What is the best part of being an orphan?
Every bag of chips is family sized.
Why do orphans like the movie Home Alone?
Because they're home alone themselves!
Why can't orphans play baseball?
They have no home to run to.
When an orphan takes a selfie, it's a family photo.
Why can't orphans have family size chip bags? Because they have no family to have them with.
Why don’t orphans play baseball? Cause they don’t know where home is!
My balls when I see Tazzaro: boioioioioioing.
Why don’t orphans play baseball? Cause they don’t know where home is!
Why don’t orphans play baseball? Cause they don’t know where home is!
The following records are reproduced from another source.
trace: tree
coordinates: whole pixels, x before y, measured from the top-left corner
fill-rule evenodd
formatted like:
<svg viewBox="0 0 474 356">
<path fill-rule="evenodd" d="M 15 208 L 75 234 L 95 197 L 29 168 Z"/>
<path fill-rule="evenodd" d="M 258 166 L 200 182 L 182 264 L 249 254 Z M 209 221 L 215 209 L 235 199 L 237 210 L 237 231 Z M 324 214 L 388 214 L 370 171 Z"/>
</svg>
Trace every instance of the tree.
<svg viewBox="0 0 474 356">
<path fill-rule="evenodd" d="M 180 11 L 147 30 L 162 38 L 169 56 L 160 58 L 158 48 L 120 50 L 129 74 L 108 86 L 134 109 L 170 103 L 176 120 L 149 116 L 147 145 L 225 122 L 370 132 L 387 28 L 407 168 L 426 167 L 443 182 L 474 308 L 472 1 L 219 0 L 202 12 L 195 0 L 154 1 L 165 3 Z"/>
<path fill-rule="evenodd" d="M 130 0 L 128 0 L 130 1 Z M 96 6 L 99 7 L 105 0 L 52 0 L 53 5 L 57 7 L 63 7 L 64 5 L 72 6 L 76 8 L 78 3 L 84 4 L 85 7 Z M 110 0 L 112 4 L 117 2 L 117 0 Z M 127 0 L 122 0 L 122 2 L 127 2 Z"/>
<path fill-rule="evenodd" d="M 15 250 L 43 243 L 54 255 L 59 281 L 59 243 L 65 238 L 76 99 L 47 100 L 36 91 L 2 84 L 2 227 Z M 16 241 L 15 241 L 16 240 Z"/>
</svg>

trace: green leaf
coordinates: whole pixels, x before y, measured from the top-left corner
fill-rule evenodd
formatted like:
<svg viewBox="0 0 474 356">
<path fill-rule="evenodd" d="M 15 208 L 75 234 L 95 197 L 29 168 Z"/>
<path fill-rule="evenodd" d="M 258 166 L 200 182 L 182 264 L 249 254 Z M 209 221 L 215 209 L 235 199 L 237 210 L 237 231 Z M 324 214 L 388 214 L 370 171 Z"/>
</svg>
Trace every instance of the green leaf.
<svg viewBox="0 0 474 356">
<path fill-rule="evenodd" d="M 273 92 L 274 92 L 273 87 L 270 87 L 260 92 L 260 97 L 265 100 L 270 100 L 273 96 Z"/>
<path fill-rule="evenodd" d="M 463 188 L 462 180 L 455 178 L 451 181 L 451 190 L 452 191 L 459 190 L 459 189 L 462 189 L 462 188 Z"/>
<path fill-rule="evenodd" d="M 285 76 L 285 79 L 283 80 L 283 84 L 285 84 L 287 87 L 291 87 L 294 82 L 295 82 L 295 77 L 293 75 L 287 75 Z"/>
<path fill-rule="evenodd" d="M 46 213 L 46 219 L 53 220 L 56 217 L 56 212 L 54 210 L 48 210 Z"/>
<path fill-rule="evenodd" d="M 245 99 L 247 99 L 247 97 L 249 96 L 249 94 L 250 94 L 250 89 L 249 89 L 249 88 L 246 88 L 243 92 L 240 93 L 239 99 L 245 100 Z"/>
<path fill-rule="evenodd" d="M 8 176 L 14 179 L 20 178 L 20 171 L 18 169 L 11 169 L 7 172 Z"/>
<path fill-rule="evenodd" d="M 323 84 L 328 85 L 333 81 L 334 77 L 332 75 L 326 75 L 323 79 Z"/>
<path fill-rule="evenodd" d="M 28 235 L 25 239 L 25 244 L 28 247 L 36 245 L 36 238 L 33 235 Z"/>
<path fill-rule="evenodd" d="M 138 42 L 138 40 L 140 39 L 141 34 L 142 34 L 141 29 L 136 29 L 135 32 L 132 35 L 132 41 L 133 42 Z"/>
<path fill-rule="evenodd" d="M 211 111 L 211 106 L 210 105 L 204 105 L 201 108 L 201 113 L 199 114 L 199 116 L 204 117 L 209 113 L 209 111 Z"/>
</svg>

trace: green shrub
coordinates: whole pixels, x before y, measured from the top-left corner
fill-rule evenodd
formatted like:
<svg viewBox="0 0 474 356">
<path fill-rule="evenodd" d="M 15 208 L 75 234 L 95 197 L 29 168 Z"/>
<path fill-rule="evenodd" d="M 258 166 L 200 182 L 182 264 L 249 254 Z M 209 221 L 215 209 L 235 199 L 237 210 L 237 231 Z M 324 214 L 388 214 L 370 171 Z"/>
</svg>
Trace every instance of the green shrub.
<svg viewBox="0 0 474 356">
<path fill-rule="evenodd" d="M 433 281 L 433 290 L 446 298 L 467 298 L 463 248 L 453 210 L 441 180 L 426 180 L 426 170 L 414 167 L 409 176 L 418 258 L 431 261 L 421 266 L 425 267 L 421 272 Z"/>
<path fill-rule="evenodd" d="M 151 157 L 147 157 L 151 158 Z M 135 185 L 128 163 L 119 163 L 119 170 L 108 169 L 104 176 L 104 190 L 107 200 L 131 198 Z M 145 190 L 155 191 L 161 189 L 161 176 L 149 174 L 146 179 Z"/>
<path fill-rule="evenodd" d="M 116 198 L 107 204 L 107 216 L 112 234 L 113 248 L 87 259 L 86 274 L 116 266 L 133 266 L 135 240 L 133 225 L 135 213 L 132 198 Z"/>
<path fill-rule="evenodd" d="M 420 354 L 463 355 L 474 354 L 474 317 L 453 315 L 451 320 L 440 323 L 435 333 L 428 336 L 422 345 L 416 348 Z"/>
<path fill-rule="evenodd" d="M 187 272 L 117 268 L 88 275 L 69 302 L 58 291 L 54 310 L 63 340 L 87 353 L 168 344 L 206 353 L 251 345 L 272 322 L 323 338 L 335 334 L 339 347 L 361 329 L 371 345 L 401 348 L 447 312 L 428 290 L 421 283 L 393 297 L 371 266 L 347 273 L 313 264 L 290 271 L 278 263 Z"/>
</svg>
Why don’t orphans play baseball? Cause they don’t know where home is!
Why can't orphans become YouTubers?
They don't have electricity!
Why do orphans like to be gay?
So they can call someone "daddy."
Why do orphans love school?
'Cause people actually come back.
Why can't orphans do it?
They have no one to call "daddy."
Why don't orphans play baseball?
'Cause they can't find home.
Why can't orphans have sex? Because they have no one to call "daddy."
Why can't orphans play baseball?
Because they can't find home.
What did the orphan say to his mom?
Where are you?
An orphan goes up to someone. The guy says, "Where are your parents?"
The orphan says, "Why do you think I'm wearing ripped pyjamas?"